Terrorist attacks are not just another headline in the news, it is the shattering of people’s lives cut short, and it is the panic and chaos that rip through an area in their wake. Fear ripples through and takes up residence in the psyche of the people who live through it. For two weeks terrorists have targeted a series of brutal attacks in Israeli cities, and again just last night in a popular nightlife spot in Tel Aviv that claimed the lives of two young men.
Anxiety has overpowered people’s mindsets. Everyone walks down the street with caution, suspicion, alertness, and looks automatically for a place to escape if another terrorist motivated by Islamic fundamentalism strikes again. Every ambulance howl evokes thoughts of despair and concern.
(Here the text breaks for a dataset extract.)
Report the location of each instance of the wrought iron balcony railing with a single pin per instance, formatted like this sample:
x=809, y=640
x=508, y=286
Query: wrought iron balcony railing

As Israelis, there is no need to pretend like nothing is happening and act as if everything is normal. We all need to take care of ourselves and take care of each other and be vigilant. We also need to open our eyes to what is happening on a more internal level, and open our hearts to what Israel’s sages wrote: “The prime defense against calamity is love and unity. When there are love, unity, and friendship between each other in Israel, no calamity can come over them” (Maor vaShemesh – Light and Sun). Likewise, The Book of Consciousness writes, “We are commanded at each generation to strengthen the unity among us so our enemies do not rule over us.”
All of Israel is an amalgamation in which everyone is connected to each other, but we do not see it and certainly do not feel it. But the spiritual connection is direct: the connection of our hearts radiates favorably to the whole of society. Therefore, along with the phenomenon of terrorists who need to be uprooted, we must act with all our might to unite and be guarantors of each other.
Only if we can support each other wholeheartedly can we gain a sense of security on our streets. But as long as we prefer to live in our own bubble, caring only about our personal well-being, then this cold snowball of indifference forms between us, it rolls down a slope picking up more layers of coldness and alienation, and wraps each in an icy shroud that keeps us apart, until the next disaster forces us to briefly ward off peril.
Our Torah is all about love. It includes the greatest rule, “love your neighbor as yourself.” We must apply it in moments of peace, not just in times of terrorist attacks, but always because, like our ancient wisdom tells us, awakening to the love between us will awaken a supreme power, and it is He who will protect us from all evil.